Après le Type 1, le marché porte généralement son attention sur le Type 2 ou d'autres preuves de continuité. Si Polygon effectue à l'avenir des vérifications de l'efficacité opérationnelle sur une période déterminée, les clients pourront plus facilement évaluer la stabilité des contrôles. Dans le même temps, les historiques de récompenses pour vulnérabilités, la page d'état, les évaluations de sécurité indépendantes et les reconstitutions transparentes des incidents comblent les limites ponctuelles des rapports d'audit.

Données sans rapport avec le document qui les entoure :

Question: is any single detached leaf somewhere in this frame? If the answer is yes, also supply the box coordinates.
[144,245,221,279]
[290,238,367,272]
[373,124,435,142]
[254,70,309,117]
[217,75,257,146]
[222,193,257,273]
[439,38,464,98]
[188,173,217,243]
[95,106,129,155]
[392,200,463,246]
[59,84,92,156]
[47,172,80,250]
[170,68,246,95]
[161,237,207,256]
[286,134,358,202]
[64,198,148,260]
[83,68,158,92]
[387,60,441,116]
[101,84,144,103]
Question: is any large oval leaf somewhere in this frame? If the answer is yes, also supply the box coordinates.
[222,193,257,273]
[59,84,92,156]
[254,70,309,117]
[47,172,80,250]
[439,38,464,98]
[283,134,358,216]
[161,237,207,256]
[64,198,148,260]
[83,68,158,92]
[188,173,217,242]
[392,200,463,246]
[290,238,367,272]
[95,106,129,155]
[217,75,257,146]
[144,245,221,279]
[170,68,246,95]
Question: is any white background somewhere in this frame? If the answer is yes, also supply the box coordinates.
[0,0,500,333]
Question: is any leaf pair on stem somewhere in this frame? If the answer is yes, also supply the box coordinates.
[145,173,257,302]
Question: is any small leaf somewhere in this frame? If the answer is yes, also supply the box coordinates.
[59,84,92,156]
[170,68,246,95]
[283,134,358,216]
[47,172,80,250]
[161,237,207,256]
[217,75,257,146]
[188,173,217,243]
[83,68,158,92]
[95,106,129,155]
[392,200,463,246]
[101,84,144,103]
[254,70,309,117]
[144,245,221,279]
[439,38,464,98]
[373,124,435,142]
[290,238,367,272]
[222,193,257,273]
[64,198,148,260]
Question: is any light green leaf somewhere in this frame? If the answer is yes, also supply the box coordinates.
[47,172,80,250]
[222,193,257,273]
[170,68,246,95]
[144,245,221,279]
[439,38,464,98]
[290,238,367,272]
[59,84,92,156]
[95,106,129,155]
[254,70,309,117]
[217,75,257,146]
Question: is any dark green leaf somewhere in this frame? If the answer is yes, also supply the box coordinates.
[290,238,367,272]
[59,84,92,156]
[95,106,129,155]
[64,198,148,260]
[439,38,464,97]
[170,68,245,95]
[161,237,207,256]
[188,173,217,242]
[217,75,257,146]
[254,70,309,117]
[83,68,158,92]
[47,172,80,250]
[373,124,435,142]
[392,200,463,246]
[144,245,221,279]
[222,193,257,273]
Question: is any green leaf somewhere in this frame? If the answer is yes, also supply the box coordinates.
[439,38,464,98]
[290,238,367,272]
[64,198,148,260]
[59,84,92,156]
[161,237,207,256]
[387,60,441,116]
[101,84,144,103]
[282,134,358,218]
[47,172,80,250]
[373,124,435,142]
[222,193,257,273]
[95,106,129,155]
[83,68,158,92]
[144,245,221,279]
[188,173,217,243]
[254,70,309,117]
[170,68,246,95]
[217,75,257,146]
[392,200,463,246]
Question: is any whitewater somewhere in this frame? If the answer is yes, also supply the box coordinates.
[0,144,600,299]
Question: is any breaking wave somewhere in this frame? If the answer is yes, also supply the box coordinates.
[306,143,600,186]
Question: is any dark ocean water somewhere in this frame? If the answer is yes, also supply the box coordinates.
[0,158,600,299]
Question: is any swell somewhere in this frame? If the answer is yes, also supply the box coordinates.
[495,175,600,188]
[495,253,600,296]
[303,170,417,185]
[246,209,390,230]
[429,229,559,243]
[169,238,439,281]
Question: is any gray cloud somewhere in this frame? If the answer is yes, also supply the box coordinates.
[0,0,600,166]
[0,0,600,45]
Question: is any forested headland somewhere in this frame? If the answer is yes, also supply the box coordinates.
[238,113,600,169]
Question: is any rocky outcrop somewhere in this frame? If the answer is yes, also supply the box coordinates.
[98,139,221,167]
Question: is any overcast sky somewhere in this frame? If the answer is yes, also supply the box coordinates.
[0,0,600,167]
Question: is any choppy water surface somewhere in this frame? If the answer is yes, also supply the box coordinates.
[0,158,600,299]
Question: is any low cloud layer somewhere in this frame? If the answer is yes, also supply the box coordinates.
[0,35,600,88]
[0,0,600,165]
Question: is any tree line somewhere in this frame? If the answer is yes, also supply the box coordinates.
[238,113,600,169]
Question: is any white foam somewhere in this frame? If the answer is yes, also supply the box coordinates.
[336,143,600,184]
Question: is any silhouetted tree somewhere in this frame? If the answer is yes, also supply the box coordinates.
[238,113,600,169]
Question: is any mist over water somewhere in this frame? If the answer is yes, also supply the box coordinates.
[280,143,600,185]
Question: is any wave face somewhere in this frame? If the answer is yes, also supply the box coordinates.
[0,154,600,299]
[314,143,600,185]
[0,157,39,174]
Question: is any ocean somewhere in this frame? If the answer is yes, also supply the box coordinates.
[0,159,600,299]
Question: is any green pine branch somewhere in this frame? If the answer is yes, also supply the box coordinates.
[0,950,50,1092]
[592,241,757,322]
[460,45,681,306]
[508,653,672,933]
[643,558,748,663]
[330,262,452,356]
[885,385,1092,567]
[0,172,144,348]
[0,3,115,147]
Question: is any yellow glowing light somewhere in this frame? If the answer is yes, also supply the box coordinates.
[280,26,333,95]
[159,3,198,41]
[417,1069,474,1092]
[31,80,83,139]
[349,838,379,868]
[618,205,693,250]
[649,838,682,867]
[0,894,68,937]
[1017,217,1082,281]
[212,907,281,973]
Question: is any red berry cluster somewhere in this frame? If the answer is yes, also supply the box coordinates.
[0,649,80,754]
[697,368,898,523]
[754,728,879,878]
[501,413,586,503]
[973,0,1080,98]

Pour l'industrie, cette avancée indique que l'infrastructure des stablecoins approche des normes d'achat logiciel d'entreprise. La concurrence ne se base plus uniquement sur la vitesse et les frais sur chaîne, mais aussi sur la complétude des documents d'audit, la possibilité d'inclure la responsabilité dans les contrats et la vérifiabilité des contrôles opérationnels. Intégrer le processus d'évaluation des départements financiers et de conformité constitue une étape nécessaire pour que les produits Web3 passent d'outils de développement à des systèmes de fonds centraux.
Mais nécessaire ne suffit pas. Le SOC 2 Type 1 démontre que Polygon a établi et mis en œuvre une série de contrôles audités pour Open Money Stack, augmentant la transparence et réduisant le coût initial de la due diligence client. La véritable conclusion en matière de sécurité doit être tirée à partir des données d'exploitation continues, des audits techniques et des contrôles propres aux clients. Il est plus précis et plus conforme à la réalité des déploiements d'entreprise de considérer cela comme une pièce d'un puzzle de conformité, plutôt que de le présenter comme un « passeport de sécurité absolu ».